On Tue, 6 Apr 2021, rapier wrote:
> On 4/6/21 10:04 PM, Damien Miller wrote:
> > On Tue, 6 Apr 2021, rapier wrote:
> >
> > > Looking at the performance - on my systems sftp seems to be a bit
slower
> > > than scp when dealing with a lot of small files. Not sure why
this is
> > > the case as I haven't looked at the sftp code in years.
> >
> > the OpenSSH sftp client doesn't do inter-file pipelining - it only
> > pipelines read/writes within a transfer, so each new file causes a
> > stall.
> >
> > This is all completely fixable on the client side, and shouldn't
apply
> > to things like sshfs at all.
>
> Gotcha. Is this because of how it sequentially loops through the readdirs
in
> two _dir_internal functions?
Only partly - the client will do SSH2_FXP_READDIR to get the full list of
files and then transfer each file separately. The SSH2_FXP_READDIR are not
pipelined at all, there is no pipelining between obtaining the file list
and the file transfers. Finally each file transfer incurrs a pipeline
stall upon completion.
> If so I'm wondering if you could spawn per file
> threads to get some concurrency within a directory.

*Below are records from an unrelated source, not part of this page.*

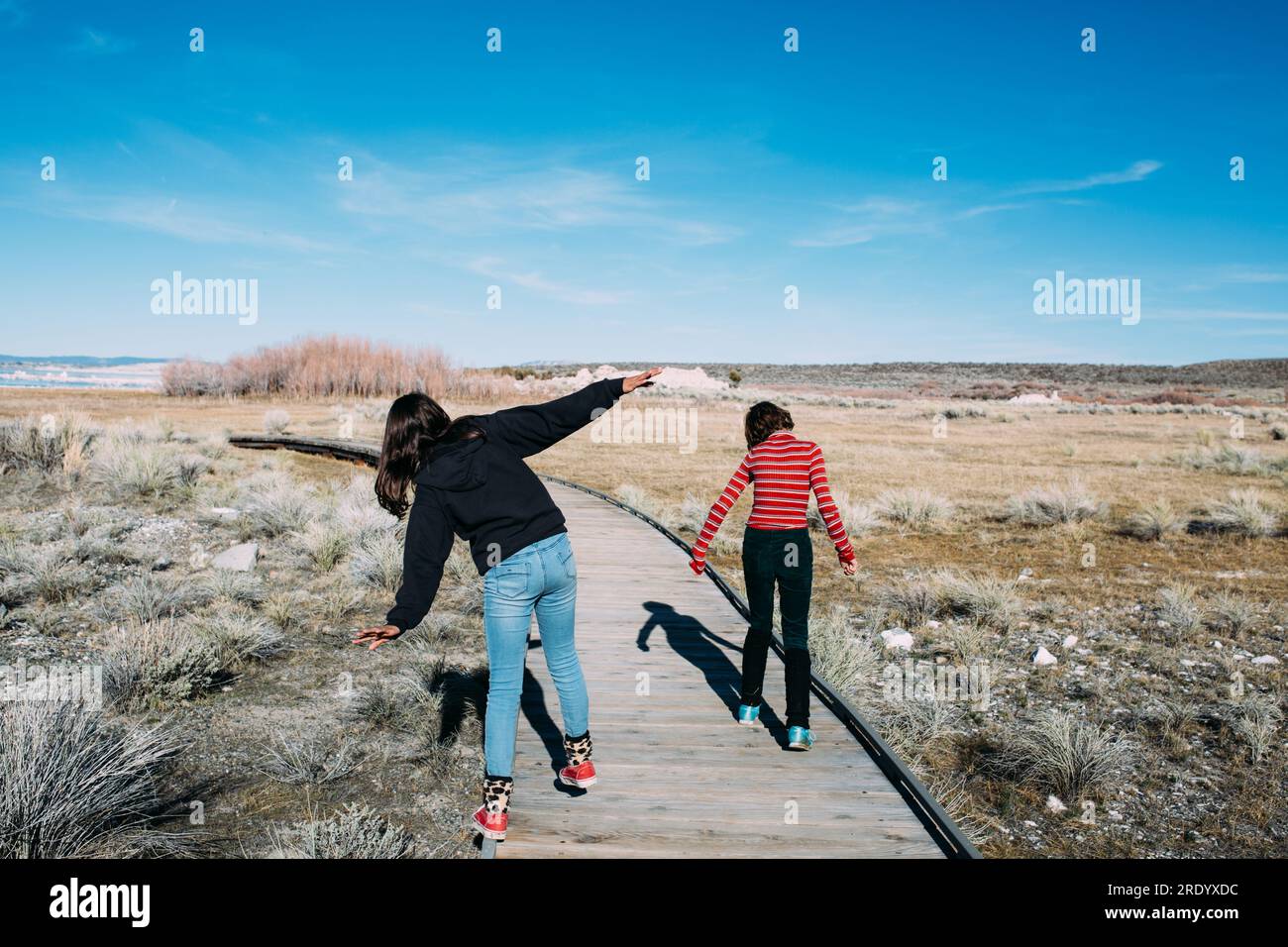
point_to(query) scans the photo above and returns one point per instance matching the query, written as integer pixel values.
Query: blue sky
(767, 169)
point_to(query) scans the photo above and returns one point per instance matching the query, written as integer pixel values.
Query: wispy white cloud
(494, 268)
(1222, 315)
(1137, 171)
(482, 193)
(101, 43)
(870, 219)
(184, 219)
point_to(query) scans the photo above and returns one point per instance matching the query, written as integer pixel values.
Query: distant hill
(1266, 373)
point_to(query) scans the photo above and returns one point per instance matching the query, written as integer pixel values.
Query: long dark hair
(763, 419)
(416, 424)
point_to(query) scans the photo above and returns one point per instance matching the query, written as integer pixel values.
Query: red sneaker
(490, 825)
(492, 818)
(580, 776)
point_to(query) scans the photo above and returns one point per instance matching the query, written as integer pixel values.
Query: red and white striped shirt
(785, 471)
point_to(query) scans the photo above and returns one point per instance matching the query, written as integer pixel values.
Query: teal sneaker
(800, 738)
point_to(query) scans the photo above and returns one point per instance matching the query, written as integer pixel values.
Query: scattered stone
(240, 558)
(897, 638)
(1042, 657)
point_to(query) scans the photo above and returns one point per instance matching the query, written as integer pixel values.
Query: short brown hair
(763, 419)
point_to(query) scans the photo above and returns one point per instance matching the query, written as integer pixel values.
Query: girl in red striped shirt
(776, 551)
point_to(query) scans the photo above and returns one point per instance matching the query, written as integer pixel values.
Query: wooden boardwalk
(678, 777)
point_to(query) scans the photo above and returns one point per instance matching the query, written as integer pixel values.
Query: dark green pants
(784, 558)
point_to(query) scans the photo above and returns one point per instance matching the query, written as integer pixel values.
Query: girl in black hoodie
(472, 482)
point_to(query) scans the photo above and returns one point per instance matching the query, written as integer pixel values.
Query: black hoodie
(482, 491)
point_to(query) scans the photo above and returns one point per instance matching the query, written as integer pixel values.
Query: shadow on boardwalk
(704, 650)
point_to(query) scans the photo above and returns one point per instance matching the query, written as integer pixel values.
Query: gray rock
(897, 639)
(1042, 657)
(240, 558)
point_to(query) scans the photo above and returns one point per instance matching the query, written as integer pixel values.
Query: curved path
(678, 777)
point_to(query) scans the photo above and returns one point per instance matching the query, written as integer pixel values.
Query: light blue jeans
(540, 578)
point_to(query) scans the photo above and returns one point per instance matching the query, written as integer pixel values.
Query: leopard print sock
(578, 749)
(496, 792)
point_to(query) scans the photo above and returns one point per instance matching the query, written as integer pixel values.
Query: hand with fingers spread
(377, 635)
(642, 380)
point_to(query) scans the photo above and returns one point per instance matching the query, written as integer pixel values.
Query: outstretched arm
(827, 510)
(719, 510)
(531, 428)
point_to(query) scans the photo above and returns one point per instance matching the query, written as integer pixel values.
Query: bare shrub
(913, 728)
(1228, 459)
(912, 600)
(275, 504)
(377, 562)
(240, 635)
(159, 664)
(275, 421)
(125, 468)
(356, 832)
(46, 446)
(50, 575)
(858, 518)
(1065, 755)
(75, 785)
(987, 600)
(310, 762)
(323, 543)
(1232, 613)
(1243, 513)
(1153, 521)
(1180, 607)
(840, 657)
(147, 598)
(1257, 724)
(1054, 504)
(230, 585)
(914, 509)
(945, 594)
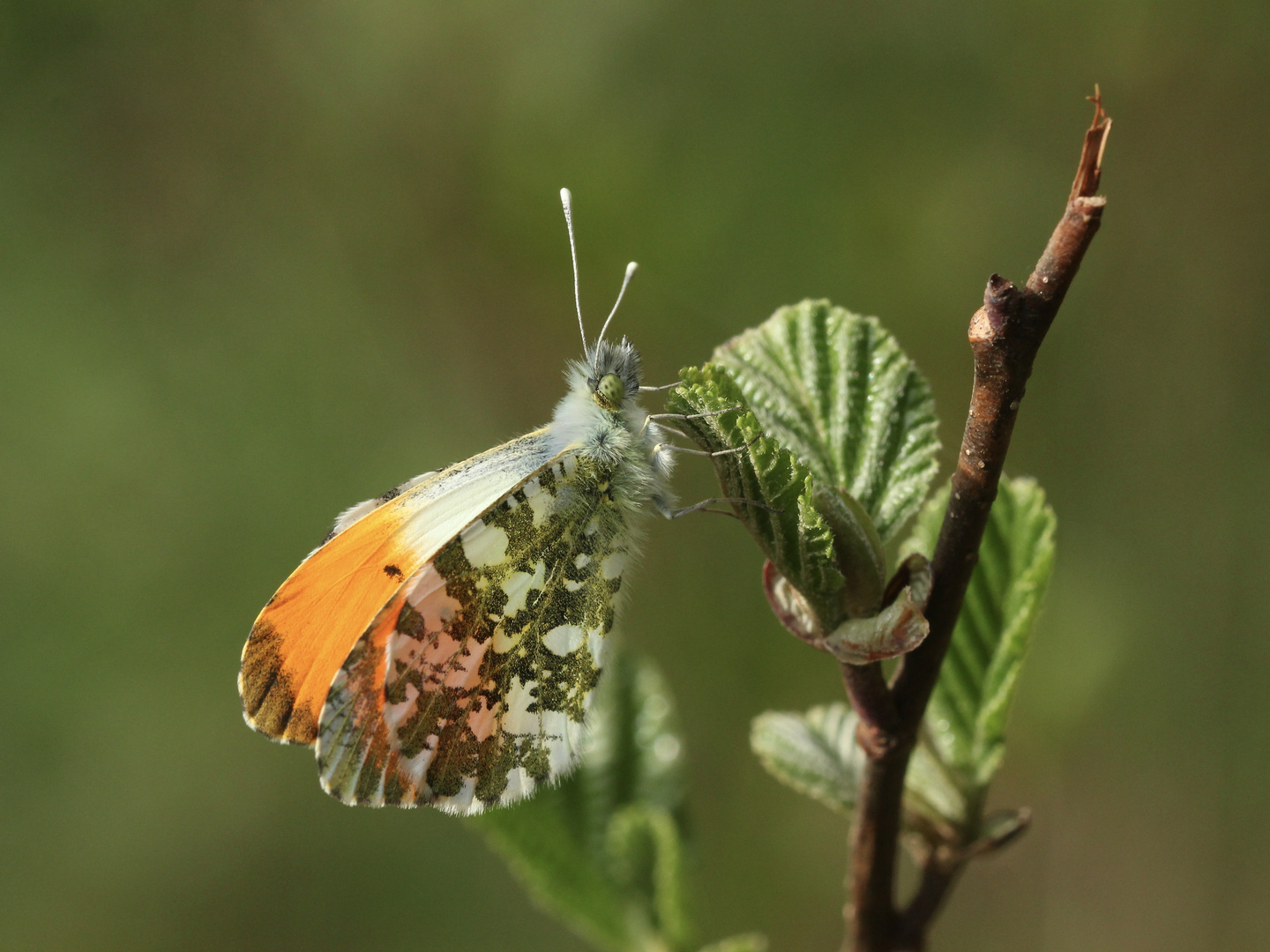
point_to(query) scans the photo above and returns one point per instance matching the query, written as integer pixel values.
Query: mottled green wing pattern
(471, 686)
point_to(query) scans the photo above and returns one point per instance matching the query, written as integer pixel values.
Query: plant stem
(1005, 335)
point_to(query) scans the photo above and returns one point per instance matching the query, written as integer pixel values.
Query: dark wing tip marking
(268, 697)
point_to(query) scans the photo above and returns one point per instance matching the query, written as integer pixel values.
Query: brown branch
(1005, 335)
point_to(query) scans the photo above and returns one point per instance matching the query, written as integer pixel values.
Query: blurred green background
(263, 259)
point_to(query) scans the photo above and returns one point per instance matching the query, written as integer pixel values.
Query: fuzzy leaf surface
(839, 391)
(790, 532)
(816, 753)
(603, 850)
(967, 716)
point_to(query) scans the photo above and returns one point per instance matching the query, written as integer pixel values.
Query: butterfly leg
(686, 417)
(701, 507)
(660, 447)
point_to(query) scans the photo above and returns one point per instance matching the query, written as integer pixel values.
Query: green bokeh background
(263, 259)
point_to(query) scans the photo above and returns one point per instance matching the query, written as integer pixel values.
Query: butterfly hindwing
(471, 684)
(305, 632)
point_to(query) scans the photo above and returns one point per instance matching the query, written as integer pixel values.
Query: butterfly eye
(609, 391)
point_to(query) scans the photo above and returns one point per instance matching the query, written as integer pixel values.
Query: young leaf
(837, 390)
(967, 716)
(816, 753)
(603, 850)
(788, 528)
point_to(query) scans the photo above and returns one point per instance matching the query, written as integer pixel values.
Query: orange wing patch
(303, 635)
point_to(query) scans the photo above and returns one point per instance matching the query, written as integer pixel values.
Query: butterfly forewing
(303, 635)
(471, 684)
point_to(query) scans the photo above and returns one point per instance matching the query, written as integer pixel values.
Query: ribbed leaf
(603, 850)
(790, 531)
(816, 753)
(967, 716)
(837, 390)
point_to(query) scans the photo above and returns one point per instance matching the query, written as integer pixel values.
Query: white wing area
(444, 504)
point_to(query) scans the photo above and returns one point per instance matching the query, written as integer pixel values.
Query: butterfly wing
(305, 632)
(470, 686)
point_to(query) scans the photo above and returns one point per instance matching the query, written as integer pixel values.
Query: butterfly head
(612, 374)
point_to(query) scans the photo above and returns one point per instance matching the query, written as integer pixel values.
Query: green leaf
(837, 390)
(816, 753)
(750, 942)
(603, 850)
(790, 532)
(967, 718)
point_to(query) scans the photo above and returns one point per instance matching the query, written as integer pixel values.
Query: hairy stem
(1005, 335)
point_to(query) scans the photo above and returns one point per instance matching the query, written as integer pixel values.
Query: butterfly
(442, 645)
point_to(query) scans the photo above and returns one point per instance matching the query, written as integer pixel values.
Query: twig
(1005, 335)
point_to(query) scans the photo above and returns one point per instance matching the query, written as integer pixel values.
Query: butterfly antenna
(630, 271)
(566, 201)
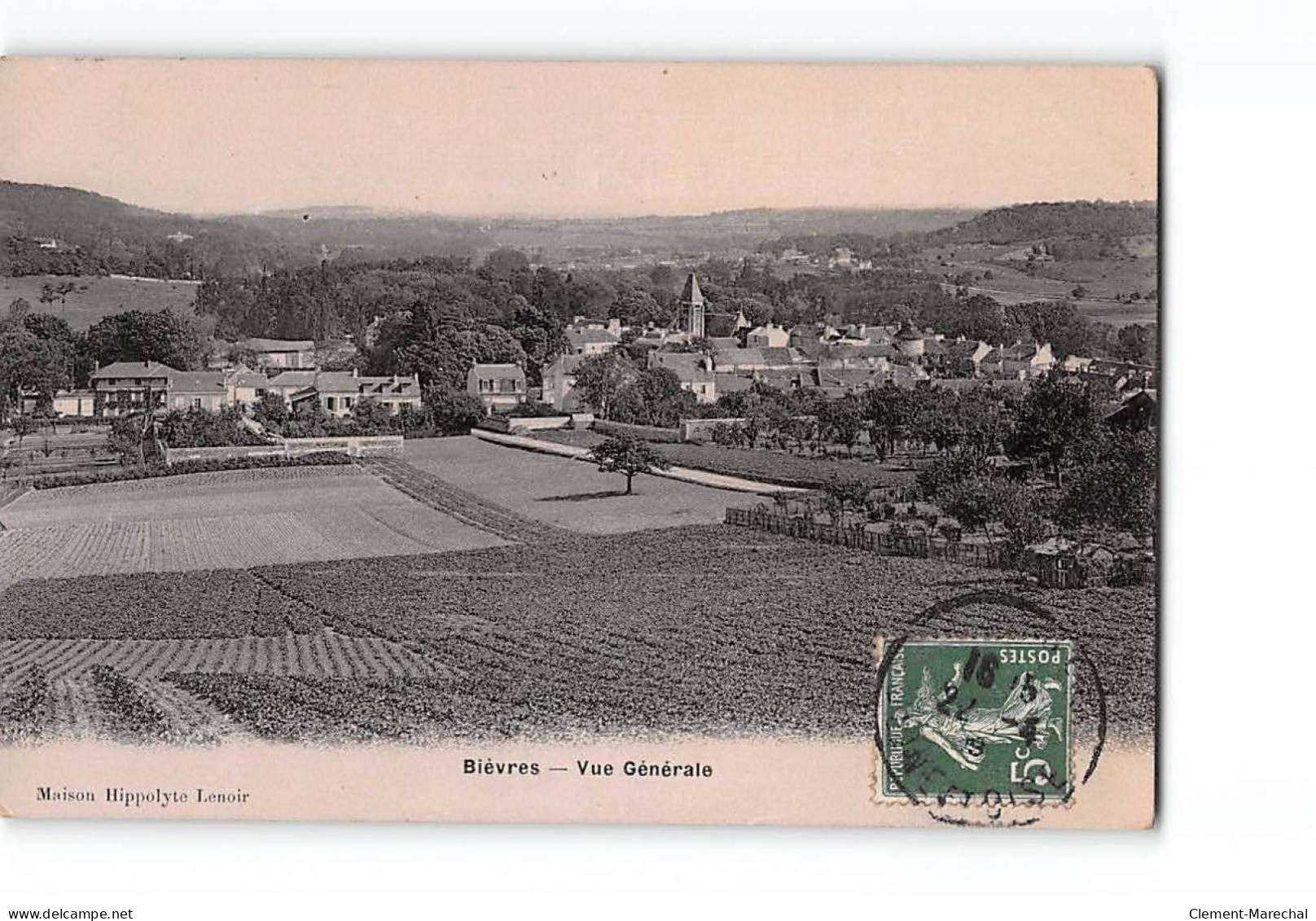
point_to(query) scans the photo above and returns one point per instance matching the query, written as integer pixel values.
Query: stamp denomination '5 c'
(974, 718)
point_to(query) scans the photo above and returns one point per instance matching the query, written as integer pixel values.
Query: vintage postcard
(579, 442)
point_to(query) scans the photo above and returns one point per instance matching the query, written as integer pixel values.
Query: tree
(654, 397)
(627, 455)
(373, 417)
(24, 425)
(140, 336)
(1055, 419)
(1117, 487)
(30, 363)
(843, 495)
(506, 261)
(843, 420)
(600, 378)
(126, 434)
(453, 412)
(271, 410)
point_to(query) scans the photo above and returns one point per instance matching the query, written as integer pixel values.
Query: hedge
(318, 459)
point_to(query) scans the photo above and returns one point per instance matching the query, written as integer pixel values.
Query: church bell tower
(692, 305)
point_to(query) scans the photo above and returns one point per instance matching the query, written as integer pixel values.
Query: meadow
(702, 629)
(99, 295)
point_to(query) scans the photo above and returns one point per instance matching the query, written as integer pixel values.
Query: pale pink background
(576, 138)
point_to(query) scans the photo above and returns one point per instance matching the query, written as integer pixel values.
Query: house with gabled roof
(291, 354)
(590, 340)
(129, 387)
(559, 376)
(339, 393)
(498, 387)
(198, 390)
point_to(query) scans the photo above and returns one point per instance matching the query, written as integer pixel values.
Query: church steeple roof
(691, 294)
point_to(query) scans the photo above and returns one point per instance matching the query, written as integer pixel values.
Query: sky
(562, 140)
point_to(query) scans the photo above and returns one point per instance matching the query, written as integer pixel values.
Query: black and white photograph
(579, 441)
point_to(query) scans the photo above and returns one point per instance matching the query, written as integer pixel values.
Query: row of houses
(829, 359)
(132, 387)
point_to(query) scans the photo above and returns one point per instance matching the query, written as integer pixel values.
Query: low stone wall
(516, 425)
(354, 446)
(702, 429)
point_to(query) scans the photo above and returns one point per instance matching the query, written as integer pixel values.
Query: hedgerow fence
(863, 538)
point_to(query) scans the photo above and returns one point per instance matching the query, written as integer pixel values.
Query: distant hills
(1053, 219)
(46, 229)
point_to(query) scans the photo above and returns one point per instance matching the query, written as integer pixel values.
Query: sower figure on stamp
(965, 732)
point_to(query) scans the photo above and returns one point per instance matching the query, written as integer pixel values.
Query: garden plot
(708, 630)
(237, 519)
(568, 493)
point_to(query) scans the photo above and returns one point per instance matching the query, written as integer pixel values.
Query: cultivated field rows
(671, 630)
(217, 521)
(562, 493)
(322, 654)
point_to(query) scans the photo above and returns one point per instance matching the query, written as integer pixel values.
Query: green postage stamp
(974, 720)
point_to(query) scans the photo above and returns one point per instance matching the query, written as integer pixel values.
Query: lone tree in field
(625, 454)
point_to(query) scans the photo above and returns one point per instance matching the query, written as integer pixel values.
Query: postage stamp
(976, 720)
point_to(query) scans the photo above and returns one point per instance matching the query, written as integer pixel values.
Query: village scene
(350, 476)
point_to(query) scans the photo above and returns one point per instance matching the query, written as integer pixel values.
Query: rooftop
(279, 345)
(134, 370)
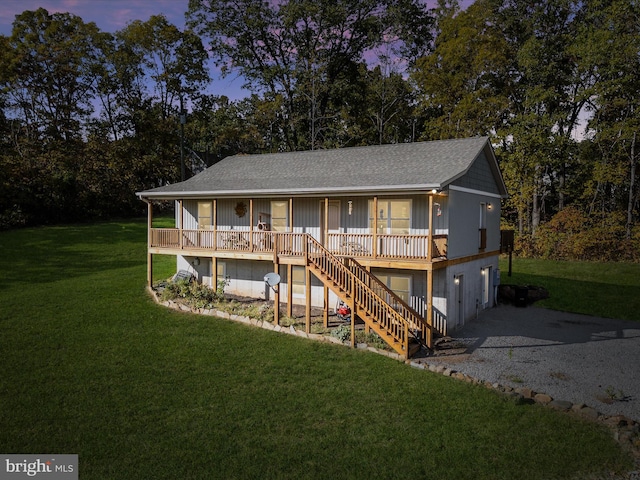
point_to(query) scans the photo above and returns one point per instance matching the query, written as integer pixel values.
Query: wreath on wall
(241, 209)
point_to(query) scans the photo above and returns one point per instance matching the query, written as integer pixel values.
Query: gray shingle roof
(399, 167)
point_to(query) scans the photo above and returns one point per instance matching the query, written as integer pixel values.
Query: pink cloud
(109, 15)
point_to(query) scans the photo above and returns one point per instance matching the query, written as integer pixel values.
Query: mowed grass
(610, 290)
(91, 366)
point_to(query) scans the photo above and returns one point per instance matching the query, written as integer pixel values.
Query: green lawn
(610, 290)
(90, 365)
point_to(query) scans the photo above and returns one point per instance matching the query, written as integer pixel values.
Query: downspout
(149, 254)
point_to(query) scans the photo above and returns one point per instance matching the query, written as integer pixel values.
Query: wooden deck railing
(400, 247)
(417, 324)
(389, 313)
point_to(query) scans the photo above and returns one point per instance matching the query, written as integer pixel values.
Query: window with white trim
(393, 216)
(205, 217)
(279, 215)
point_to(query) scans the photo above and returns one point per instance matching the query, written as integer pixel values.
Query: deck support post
(276, 294)
(353, 320)
(325, 315)
(375, 227)
(149, 255)
(429, 312)
(430, 237)
(289, 290)
(307, 295)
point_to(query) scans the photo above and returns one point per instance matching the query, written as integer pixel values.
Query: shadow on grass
(588, 297)
(44, 255)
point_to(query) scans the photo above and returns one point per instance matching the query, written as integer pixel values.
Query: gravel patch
(570, 357)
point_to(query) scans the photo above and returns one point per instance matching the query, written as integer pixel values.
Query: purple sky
(109, 15)
(113, 15)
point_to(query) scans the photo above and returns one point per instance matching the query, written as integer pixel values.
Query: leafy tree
(611, 46)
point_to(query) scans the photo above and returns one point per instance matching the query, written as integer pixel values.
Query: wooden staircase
(401, 327)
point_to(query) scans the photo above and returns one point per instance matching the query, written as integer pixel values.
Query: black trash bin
(522, 295)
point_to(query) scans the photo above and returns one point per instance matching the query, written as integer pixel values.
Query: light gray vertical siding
(464, 224)
(479, 176)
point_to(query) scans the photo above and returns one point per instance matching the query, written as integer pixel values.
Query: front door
(459, 299)
(332, 220)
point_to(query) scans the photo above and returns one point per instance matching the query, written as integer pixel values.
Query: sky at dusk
(113, 15)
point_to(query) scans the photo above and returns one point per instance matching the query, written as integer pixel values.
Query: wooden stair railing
(417, 324)
(377, 313)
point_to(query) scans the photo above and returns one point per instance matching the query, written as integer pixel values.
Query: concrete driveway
(578, 358)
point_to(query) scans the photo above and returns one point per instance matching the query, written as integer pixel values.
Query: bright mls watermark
(50, 467)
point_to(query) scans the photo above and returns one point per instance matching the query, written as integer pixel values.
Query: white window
(298, 281)
(393, 216)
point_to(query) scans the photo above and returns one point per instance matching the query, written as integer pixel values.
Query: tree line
(88, 117)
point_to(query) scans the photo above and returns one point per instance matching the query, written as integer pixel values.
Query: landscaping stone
(562, 405)
(542, 398)
(525, 392)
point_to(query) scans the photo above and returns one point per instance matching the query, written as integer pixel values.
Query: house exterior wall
(464, 222)
(471, 288)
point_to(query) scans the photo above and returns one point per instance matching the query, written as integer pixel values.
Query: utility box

I don't think we want a threaded sftp client and AFAIK it isn't
necessary
for the main problem. We could add inter-operation pipelining by adding a
work queue structure and driving the next operation from that. This is
similar to what happens inside do_download()/do_upload() already, but
extended to persist across and between different operations.
> Just curious and this is
> the first time I've looked at the sftp code in years. I hope you
don't mind
> the questions.
Not at all :)
-d